Comment on attachment 287410 [details] [review] pulsesink: Make emitting stream status messages synchronous Updated and pushed the patch with a few more comments about what was done.
Hi, it seems like this patch introduced a regression, when a position query is done on the sink before it emits the stream-status message a deadlock happens:
+ Trace 234182
Thread 6 (Thread 0x7f4e0ddb8700 (LWP 12951))
Thread 1 (Thread 0x7f4e74279940 (LWP 12920))

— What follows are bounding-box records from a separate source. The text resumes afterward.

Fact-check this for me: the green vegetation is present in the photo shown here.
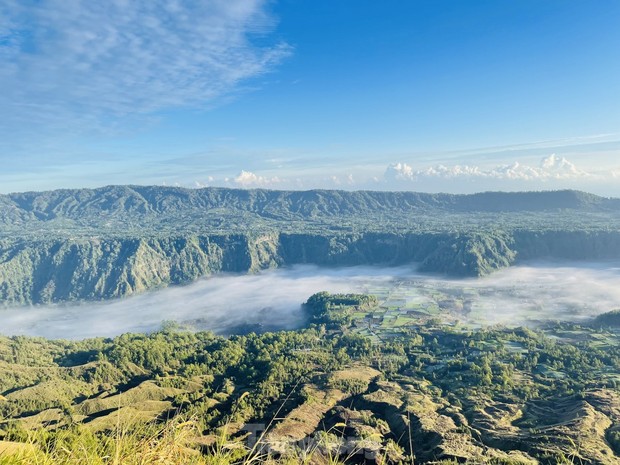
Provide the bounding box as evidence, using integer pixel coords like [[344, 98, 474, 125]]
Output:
[[0, 293, 620, 465], [0, 186, 620, 305]]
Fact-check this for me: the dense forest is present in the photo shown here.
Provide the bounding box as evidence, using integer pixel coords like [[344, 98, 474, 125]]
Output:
[[0, 293, 620, 465]]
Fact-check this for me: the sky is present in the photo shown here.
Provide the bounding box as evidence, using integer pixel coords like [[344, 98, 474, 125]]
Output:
[[0, 0, 620, 197]]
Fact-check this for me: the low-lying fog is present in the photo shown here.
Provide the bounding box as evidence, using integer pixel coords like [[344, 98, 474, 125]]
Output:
[[0, 263, 620, 339]]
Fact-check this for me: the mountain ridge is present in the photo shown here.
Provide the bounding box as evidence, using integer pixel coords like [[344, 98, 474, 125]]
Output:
[[0, 186, 620, 305]]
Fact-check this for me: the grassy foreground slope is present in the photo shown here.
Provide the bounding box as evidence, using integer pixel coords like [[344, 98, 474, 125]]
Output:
[[0, 293, 620, 465], [0, 186, 620, 305]]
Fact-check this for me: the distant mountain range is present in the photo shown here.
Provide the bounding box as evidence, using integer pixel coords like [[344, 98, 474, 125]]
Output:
[[0, 186, 620, 305]]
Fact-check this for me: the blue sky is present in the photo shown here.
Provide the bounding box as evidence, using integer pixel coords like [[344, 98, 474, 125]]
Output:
[[0, 0, 620, 196]]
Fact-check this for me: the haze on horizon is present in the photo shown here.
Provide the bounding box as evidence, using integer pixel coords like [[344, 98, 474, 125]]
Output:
[[0, 0, 620, 197]]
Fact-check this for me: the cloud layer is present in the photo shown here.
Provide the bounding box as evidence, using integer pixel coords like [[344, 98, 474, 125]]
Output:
[[0, 0, 290, 135], [0, 263, 620, 339], [384, 154, 595, 182]]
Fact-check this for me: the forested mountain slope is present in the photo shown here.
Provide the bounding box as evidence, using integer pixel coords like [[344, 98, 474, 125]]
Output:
[[0, 186, 620, 305]]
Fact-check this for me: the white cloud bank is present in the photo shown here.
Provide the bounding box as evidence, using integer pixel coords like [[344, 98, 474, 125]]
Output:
[[384, 154, 596, 182]]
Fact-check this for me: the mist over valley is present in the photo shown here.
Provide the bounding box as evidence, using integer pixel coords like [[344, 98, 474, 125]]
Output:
[[0, 262, 620, 339]]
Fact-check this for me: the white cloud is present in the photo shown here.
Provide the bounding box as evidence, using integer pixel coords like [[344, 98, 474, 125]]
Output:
[[233, 170, 282, 187], [385, 163, 416, 181], [0, 0, 290, 135], [384, 154, 596, 182]]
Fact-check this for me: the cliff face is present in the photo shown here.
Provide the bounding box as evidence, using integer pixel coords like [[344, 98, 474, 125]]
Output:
[[0, 186, 620, 305], [0, 234, 496, 304], [0, 231, 620, 305]]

Okay, so it is not possible to emit this message within the PulseAudio thread context while maintaining locking order (GST_OBJECT_LOCK before pa_threaded_mainloop_lock). This being the case, I see the following alternatives: 1. Create the message in the PA mainloop thread (since we need the thread id), but emit the enter/leave status messages from another thread (without the mainloop lock held) 2. Stop emitting the enter/leave status messages altogether I'm leaning towards (1) unless someone sees a reason not to (the only thing I can think of is that there might be synchronous listeners of the stream status message that hope to be called in the audio mainloop thread context, but it's possible that this is not meaningful).
The stream status messages are usually picked up with a sync handler to set thread priorities or somesuch, no?
That's the impression I got from the documentation. I can't imagine that PulseAudio is alone in using a lock to protect the loop thread vs. other threads, so this should be a more general problem?
We talked about this at GstConf and the conclusion was: 1. For now, I'm going to comment out the stream status messages 2. I'm going to try to add PA API to allow execution of a callback in the mainloop without the mainloop lock held 3. Once 2. is done, we can use that to reintroduce the stream status messages
The following fix has been pushed: 1631557 pulsesink: Temporarily disable stream status posting
Created attachment 289154 [details] [review] pulsesink: Temporarily disable stream status posting We need a mechanism in PulseAudio to allow running code outside the mainloop lock. Then we'd be able to post to the bus (taking the GST_OBJECT_LOCK), without worrying about locking order with the mainloop lock, which is the current cause of deadlocks while trying to post the stream status messages.